This is the repository for the book chapter "Recombination rate estimation with pyrho
".
Here we describe the included files, and how to reproduce the results in the chapter.
The paper
directory
contains the LaTeX source code, a .pdf of the paper, and all of the figures.
The code
directory contains a jupyter notebook that can generate all
of the plots (except for the schematic in Figure 1, which was created in Keynote),
and all of the data necessary to create the plots.

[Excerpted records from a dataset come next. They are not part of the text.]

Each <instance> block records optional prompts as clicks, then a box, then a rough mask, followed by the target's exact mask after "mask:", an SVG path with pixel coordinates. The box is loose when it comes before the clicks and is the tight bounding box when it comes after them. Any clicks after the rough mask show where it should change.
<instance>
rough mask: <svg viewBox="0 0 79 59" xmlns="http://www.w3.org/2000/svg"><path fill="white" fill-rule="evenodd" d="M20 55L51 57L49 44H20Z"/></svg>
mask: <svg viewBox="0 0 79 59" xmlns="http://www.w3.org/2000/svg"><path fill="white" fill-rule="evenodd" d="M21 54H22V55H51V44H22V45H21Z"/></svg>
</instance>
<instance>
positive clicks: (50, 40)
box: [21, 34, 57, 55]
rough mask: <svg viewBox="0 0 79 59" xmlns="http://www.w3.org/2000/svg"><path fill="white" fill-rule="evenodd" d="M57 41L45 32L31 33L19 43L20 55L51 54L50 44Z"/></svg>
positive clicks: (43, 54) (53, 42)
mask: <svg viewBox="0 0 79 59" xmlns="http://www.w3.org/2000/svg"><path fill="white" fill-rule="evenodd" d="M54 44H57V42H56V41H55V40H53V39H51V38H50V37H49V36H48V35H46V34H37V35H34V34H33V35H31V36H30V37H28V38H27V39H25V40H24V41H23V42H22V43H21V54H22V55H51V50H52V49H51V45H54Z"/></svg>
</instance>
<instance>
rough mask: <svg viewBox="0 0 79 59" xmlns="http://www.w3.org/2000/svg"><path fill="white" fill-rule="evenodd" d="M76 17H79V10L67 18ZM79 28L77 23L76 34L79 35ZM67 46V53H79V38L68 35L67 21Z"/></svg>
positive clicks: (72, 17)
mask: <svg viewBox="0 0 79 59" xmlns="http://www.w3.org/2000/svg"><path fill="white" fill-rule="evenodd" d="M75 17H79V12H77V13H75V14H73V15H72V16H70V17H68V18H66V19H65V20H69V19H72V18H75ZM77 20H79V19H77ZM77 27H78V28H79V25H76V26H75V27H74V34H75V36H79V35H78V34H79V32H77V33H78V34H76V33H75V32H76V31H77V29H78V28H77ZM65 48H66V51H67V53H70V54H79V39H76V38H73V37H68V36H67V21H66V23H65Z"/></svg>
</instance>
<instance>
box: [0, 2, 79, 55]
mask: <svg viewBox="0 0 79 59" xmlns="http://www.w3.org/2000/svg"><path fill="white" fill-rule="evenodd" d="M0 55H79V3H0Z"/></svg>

The results of all of our simulations and inference runs are contained
in combined_results.csv
. To regenerate those results (up to some
stochasticity from not setting random seeds in convert_ts_to_vcf.py
and pyrho hyperparam
)
one would first need to run the Snakefile
, but beware that this will
require hundreds of core hours. The Snakefile
does contain all of the
relevant snippets of calling pyrho
however, so it may be useful to
look through. The Snakefile
calls the script convert_ts_to_vcf.py
,
which takes the simulated output from stdpopsim
and performs downsampling,
adds switch errors, and masks some genotypes as missing. It also calls
the script compute_corr.py
which compares the recombination maps inferred
(in the course of running the Snakefile
) to the recombination map used to
simulate the data, PyrhoYRI_GRCh38_chr1.txt
. Once the Snakefile
has
finished running, one can create a file with all of the results by running
munge.py
which will create a file called combined_results.csv
(overwriting the one currently in the repo!).
Note that a few of the jobs without the --fastmissing
flag ran extremely slowly (taking longer than 10 hours). Those will nol
longer get generated in this version of the
Snakefile
, but could be added back by editing line 57 of the
Snakefile
.